Say hello to seventh-place Ken Anderson and eighth-place Michelle Phillips, who jumped into the top 10 late Saturday when they motored through Kaltag after brief stays.
And say whoa to Ray Redington Jr., Pete Kaiser and Jake Berkowitz, who left Kaltag together a little more than an hour after Anderson and Phillips, but with the benefit of more than four hours of rest.
Of the first 11 mushers into Kaltag, Redington registered the fastest time from Nulato, 4 hours, 16 minutes.

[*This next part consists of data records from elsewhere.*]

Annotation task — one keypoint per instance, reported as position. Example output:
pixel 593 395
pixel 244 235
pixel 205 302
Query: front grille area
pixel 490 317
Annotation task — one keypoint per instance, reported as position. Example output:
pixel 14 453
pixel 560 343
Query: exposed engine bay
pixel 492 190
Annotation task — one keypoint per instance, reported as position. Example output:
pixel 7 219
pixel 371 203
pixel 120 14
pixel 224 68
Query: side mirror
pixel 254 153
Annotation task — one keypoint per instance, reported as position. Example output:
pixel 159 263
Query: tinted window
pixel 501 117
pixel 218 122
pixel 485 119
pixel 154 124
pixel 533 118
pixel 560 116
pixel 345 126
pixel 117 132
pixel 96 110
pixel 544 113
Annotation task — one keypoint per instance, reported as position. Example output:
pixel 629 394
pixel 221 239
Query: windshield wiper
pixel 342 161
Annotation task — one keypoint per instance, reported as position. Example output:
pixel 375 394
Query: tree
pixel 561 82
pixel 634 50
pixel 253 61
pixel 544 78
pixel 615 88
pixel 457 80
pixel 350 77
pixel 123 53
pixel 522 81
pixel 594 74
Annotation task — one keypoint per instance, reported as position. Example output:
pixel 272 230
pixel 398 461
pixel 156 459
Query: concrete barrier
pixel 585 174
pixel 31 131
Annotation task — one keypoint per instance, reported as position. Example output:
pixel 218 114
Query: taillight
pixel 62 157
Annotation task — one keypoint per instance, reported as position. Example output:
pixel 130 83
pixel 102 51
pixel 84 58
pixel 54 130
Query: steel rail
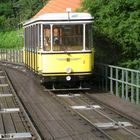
pixel 101 113
pixel 82 116
pixel 22 107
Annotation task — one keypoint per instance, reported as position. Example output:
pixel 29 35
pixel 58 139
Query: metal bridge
pixel 119 81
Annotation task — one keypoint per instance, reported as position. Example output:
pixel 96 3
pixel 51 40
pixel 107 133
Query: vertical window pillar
pixel 41 36
pixel 51 37
pixel 84 37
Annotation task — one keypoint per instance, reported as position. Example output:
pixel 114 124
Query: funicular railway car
pixel 58 47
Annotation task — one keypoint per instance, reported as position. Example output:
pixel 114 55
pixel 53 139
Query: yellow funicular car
pixel 58 47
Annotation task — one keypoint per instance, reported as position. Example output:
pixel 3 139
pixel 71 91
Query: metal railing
pixel 119 81
pixel 11 55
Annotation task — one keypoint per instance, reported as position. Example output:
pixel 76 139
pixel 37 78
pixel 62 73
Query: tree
pixel 117 22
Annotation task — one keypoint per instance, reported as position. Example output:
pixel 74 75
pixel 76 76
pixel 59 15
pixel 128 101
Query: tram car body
pixel 59 47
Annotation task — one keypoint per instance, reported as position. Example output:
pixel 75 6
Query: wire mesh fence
pixel 119 81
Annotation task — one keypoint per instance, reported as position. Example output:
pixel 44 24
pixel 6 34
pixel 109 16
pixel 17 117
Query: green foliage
pixel 117 22
pixel 13 12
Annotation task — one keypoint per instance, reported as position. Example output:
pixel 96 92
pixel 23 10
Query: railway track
pixel 14 121
pixel 105 123
pixel 112 124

The next two fastest times belonged to Kaiser (4:20) and Berkowitz (4:25).
Those three -- dubbed the Three Musketeers by Sebastian Schnuelle -- were roughly 30 minutes faster than any of the teams ahead of them, with the exception of fifth-place Dallas Seavey (4:24).

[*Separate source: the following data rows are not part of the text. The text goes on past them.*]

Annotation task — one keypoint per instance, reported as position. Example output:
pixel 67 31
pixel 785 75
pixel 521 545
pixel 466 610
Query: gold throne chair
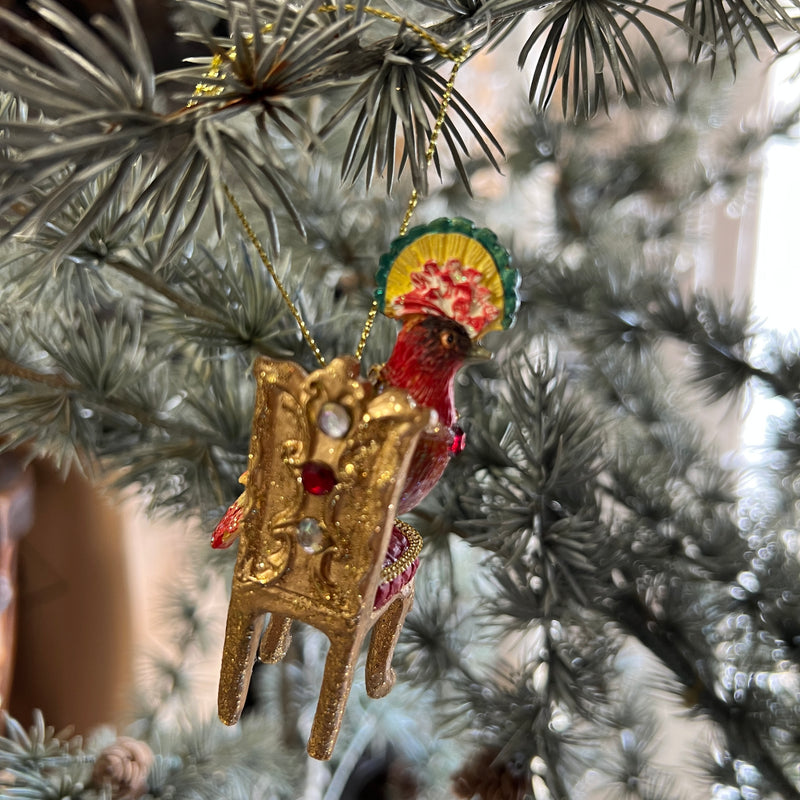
pixel 327 464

Zirkle reached Kaltag shortly before noon Saturday, three hours before anyone else. She left at 4:55 p.m.
Baker, Mitch Seavey and Burmeister spent less time at the checkpoint and thereby took more than an hour off Zirkle's lead. They left at 6:30 p.m., 6:39 p.m. and 6:52 p.m., respectively.
Next to leave were Dallas Seavey (7:37 p.m.) and Jeff King (8:57).
After them were Anderson (10:40 departure, after a 12-minute stay) and Phillips (10:59 p.m., after a 19-minute stay).
Redington, Kaiser and Berkowitz all left at 12:13 a.m.
Not far behind were three veterans -- DeeDee Jonrowe (1:05 a.m.), Sonny Lindner (1:15 a.m.) and Ramey Smyth (1:44 a.m.).